1.18.2016

[PART 10] Tinta Hindustan: Pembakaran Mayat

Tubuh-tubuh kaku berbungkus kain cerah itu dibakar menggunakan setangkup kayu bakar yang ditaburi minyak tanah. Satu hal yang cukup aneh: Tidak ada yang menangis!!

Selama hidup, belum pernah aku melihat mayat dibakar di depan mataku secara langsung. Sebagai keturunan China, aku memang pernah datang ke acara pemakaman nenekku di Tiongting yang ending-nya jasad dibakar kemudian abunya dibuang ke laut.

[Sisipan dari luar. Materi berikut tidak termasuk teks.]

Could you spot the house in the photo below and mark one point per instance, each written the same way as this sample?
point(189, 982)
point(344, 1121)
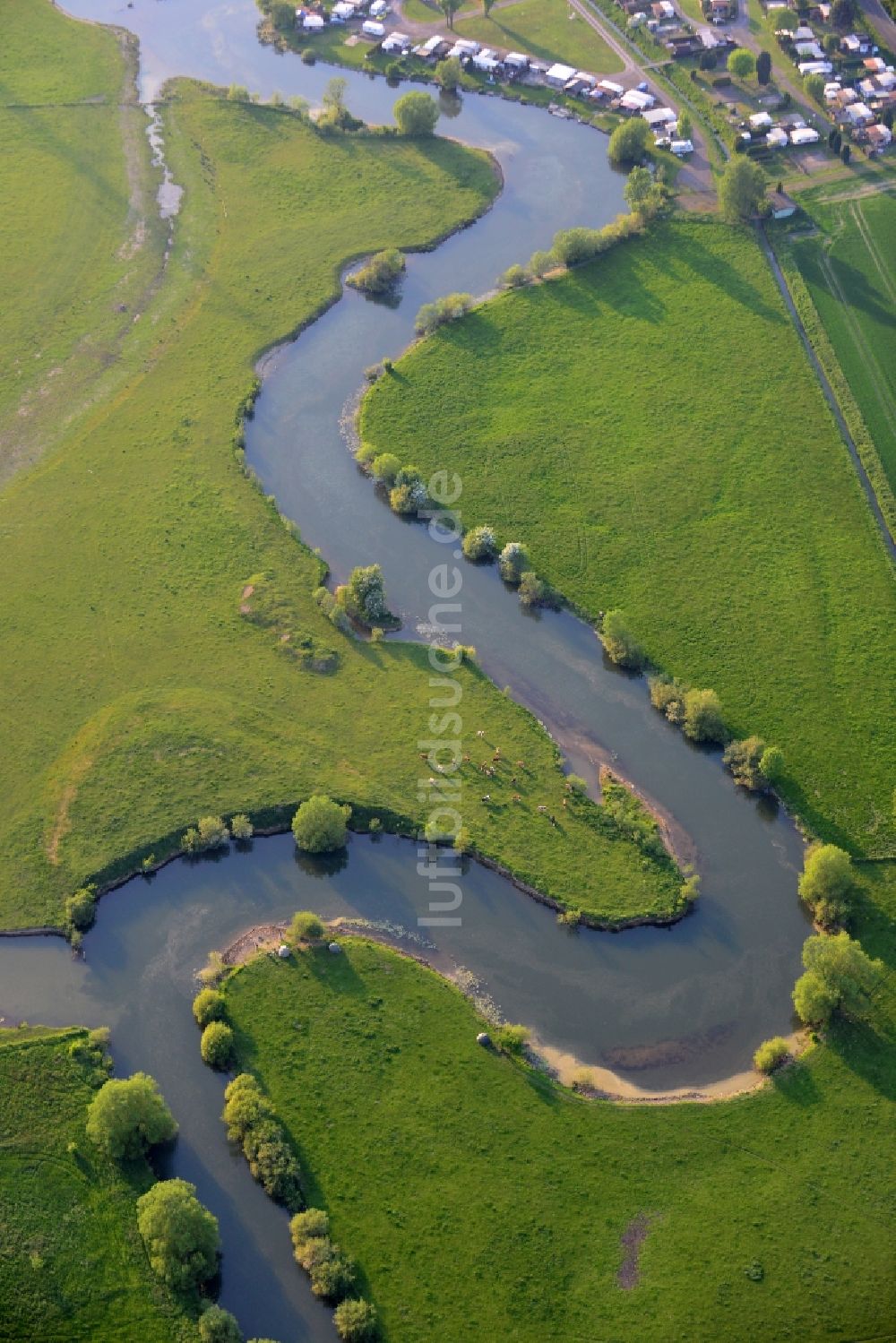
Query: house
point(559, 74)
point(782, 206)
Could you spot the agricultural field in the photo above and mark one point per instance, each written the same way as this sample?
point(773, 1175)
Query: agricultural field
point(73, 1265)
point(849, 266)
point(137, 694)
point(481, 1201)
point(548, 30)
point(649, 426)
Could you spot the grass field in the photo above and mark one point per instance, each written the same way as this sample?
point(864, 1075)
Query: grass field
point(484, 1202)
point(78, 187)
point(136, 694)
point(650, 427)
point(850, 273)
point(543, 29)
point(72, 1265)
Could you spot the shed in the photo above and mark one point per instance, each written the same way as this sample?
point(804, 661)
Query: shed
point(559, 74)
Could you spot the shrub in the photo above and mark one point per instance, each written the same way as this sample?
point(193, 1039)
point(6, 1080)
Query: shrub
point(355, 1321)
point(702, 719)
point(826, 884)
point(629, 142)
point(446, 309)
point(668, 696)
point(770, 1055)
point(416, 113)
point(365, 595)
point(220, 1326)
point(511, 1038)
point(179, 1233)
point(479, 544)
point(128, 1116)
point(535, 591)
point(211, 833)
point(619, 642)
point(381, 274)
point(241, 828)
point(745, 761)
point(386, 468)
point(81, 908)
point(217, 1045)
point(319, 825)
point(513, 562)
point(304, 927)
point(209, 1005)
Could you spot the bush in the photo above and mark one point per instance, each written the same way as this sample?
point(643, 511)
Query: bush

Tapi itu semua dilakukan di dalam peti, di sebuah ruang pembakaran tertutup. Tidak di depan mata kepalaku, tanpa peti, tanpa ruang pembakaran, seperti yang aku saksikan di India tepatnya di Kota Varanasi.

Tuiit, tuiit, krepyar....Varanasi Junction..Varanasi Junction...

Tukang Rickshaw

Suara khas kereta api India membangunkanku dari perjalanan 12 jam Agra-Varanasi. Hmmmm....Varanasi, akhirnya sampai juga aku di kota ini. Salah satu kota tersuci bagi Umat Hindu India karena keberadaan Sungai Gangga.Turun dari kereta kami sudah disambut dengan panas matahari yang begitu menyengat serta deru klakson yang seakan tanpa henti. Setiap mesin yang bergerak seakan selalu tidak sabar dan menekan klakson tanpa henti. Tapi bagi kami yang sudah 8 hari menjelajah India, mendengar deru klakson bersahut-sahutan itu sudah menjadi suatu kebiasaan dan kemakluman.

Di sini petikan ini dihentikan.